The way the Gospels place stories together is often extremely important and revealing. As we come to the end of the Gospel according to Matthew in the Daily Office cycle, it is always tempting to focus only on the immediate story of the Resurrection and then the Great Commission. But due attention should be paid to the little vignette about the way the Gospel puts side-by-side these two things: the falsification of the guards’ report to the Sanhedrin and the doubt of some of the disciples when Jesus appears to them in Galilee.

It is significant, I believe, that as Matthew winds up towards the Great Commission, these examples are places just before the climax. The power of the Resurrection, manifested to so many in Jerusalem through natural and supernatural phenomena, can be denied…all it appears to take is some money and some effective “spin.” The power of that same Resurrected Jesus, so striking to many a disciple, can be denied by others. Doubt, loss of faith, rejection…it is always an option in discipleship. The text makes no further comment on it. It is just presented as a reality.

As I look out into the Christian world, I often detect an implicit assumption that good Christians never struggle with doubt, or that once we “come to faith,” all will be clear. I think we need to be reminded of these unnamed disciples in Matthew 28, who appear to have had doubts even in the face of the Risen Lord. We need to pray for and be supportive of our brothers and sisters in their doubts, listening to them in ways that help them through their struggles while neither condemning them out of hand or losing our own connection to Christ’s living presence.

It also seems to me that we need to accept that the gift of faith is neither universally shared, nor an easy path. Temptation, human frailty, and spiritual sickness all assault the Christian, and these struggles can intensify suddenly. The medicine of patient, prayerful care needs to be offered perhaps more frequently than it is.

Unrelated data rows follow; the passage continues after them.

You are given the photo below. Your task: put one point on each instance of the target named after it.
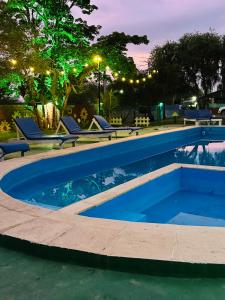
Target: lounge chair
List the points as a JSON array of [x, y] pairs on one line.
[[72, 127], [200, 116], [11, 147], [102, 124], [28, 130]]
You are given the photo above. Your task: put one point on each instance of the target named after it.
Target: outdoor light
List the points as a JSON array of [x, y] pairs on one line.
[[13, 62], [97, 59]]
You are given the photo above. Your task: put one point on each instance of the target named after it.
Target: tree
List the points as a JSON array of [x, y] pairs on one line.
[[200, 55], [190, 66]]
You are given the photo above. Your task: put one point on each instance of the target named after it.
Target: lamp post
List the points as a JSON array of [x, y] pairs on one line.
[[97, 59]]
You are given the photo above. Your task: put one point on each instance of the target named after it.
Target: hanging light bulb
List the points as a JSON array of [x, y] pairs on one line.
[[13, 62]]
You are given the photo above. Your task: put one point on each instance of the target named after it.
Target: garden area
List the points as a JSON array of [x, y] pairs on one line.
[[114, 197]]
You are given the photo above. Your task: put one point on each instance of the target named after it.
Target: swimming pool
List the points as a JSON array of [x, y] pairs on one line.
[[60, 181], [183, 196]]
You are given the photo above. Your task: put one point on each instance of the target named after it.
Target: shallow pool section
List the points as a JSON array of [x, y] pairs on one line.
[[185, 196], [61, 181]]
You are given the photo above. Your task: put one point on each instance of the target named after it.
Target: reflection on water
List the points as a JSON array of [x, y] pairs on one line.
[[204, 153]]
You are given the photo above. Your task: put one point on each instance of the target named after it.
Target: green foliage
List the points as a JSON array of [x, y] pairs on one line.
[[192, 65]]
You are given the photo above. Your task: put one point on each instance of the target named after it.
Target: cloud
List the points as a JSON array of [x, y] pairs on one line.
[[160, 20]]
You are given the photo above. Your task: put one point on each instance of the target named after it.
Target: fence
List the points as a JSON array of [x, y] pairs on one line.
[[116, 121], [142, 121]]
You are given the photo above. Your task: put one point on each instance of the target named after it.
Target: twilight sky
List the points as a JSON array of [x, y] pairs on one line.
[[160, 20]]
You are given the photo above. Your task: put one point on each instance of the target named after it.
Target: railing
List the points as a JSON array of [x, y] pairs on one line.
[[142, 121], [116, 121]]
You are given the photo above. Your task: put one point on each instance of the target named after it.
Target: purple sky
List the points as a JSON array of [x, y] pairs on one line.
[[160, 20]]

Then there is the matter of lies fueled by fear. The lies told by Jerusalem's religious leadership after the Resurrection are understandable. Christ’s rising ended their monopoly on access to God. In their panic, they resorted to bribery and deceit. This temptation is always before the “institutional” and the non-institutional Christian alike. When God challenges our comfort, our power, our sense of entitlement, our response is frequently one of cunning rather than humility. Most of the sad chapters in Christian history are in some way a replay of this story, and thus a sharing in the denial of the Resurrection. Pointing fingers at the Jews is neither the real purpose or value of this account. We need to realize that it is a story equally about us, today.

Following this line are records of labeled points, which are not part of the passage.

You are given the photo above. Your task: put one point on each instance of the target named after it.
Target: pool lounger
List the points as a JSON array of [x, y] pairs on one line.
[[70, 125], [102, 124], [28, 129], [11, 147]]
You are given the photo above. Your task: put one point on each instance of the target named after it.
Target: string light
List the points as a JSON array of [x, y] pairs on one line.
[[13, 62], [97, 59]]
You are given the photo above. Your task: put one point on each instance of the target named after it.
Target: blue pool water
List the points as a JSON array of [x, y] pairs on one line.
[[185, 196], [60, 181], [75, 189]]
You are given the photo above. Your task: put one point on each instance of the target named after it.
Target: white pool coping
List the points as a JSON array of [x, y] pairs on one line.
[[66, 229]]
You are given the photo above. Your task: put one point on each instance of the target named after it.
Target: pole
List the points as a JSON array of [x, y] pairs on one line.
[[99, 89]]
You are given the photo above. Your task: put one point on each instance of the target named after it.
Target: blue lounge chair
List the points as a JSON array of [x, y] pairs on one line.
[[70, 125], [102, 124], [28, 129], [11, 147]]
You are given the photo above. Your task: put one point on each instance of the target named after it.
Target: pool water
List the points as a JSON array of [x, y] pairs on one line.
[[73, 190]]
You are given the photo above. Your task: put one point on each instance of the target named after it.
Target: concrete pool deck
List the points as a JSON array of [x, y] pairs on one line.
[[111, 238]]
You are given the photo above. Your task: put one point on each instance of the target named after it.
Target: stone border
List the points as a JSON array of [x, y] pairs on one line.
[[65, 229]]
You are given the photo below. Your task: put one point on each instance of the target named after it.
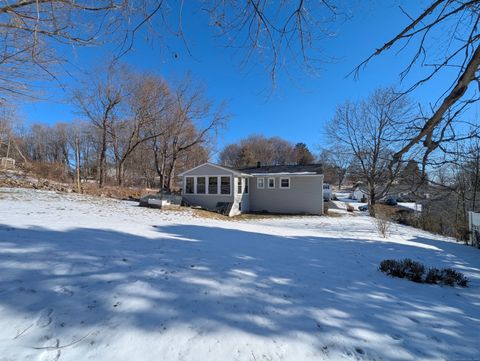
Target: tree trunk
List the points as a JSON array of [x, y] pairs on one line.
[[103, 156], [171, 174], [120, 173], [77, 164], [371, 201]]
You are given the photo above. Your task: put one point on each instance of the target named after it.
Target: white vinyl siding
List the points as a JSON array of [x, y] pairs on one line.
[[285, 183], [225, 185], [189, 185], [260, 183], [212, 185], [201, 185], [271, 183]]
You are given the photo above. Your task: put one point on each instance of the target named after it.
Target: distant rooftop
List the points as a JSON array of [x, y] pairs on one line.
[[284, 169]]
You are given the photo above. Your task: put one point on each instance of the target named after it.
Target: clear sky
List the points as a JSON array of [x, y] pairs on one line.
[[300, 104]]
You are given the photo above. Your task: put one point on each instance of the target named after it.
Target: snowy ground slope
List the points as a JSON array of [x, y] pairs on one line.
[[96, 279]]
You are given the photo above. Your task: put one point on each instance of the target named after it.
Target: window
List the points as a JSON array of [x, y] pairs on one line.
[[212, 185], [285, 183], [189, 184], [271, 183], [201, 185], [225, 185], [260, 183]]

Matthew 28 ends with Christ’s words of commissioning: to go forth and baptize all nations into the living relationship with God the Trinity made possible through Christ. That commission ends with the reminder that Christ is with us, always. So, too, is the challenge of faithfulness to the Gospel way of life—always. The only way we will ever be able to live up to that challenge is through an intimate communion with God, based on prayer, humility, and love. For Christ to be with us always, we must be open and responsive participants. Those doubting disciples and bribing leaders are reminders that the human heart can grow very hard very quickly. Becoming arrogant about faith is never a good idea.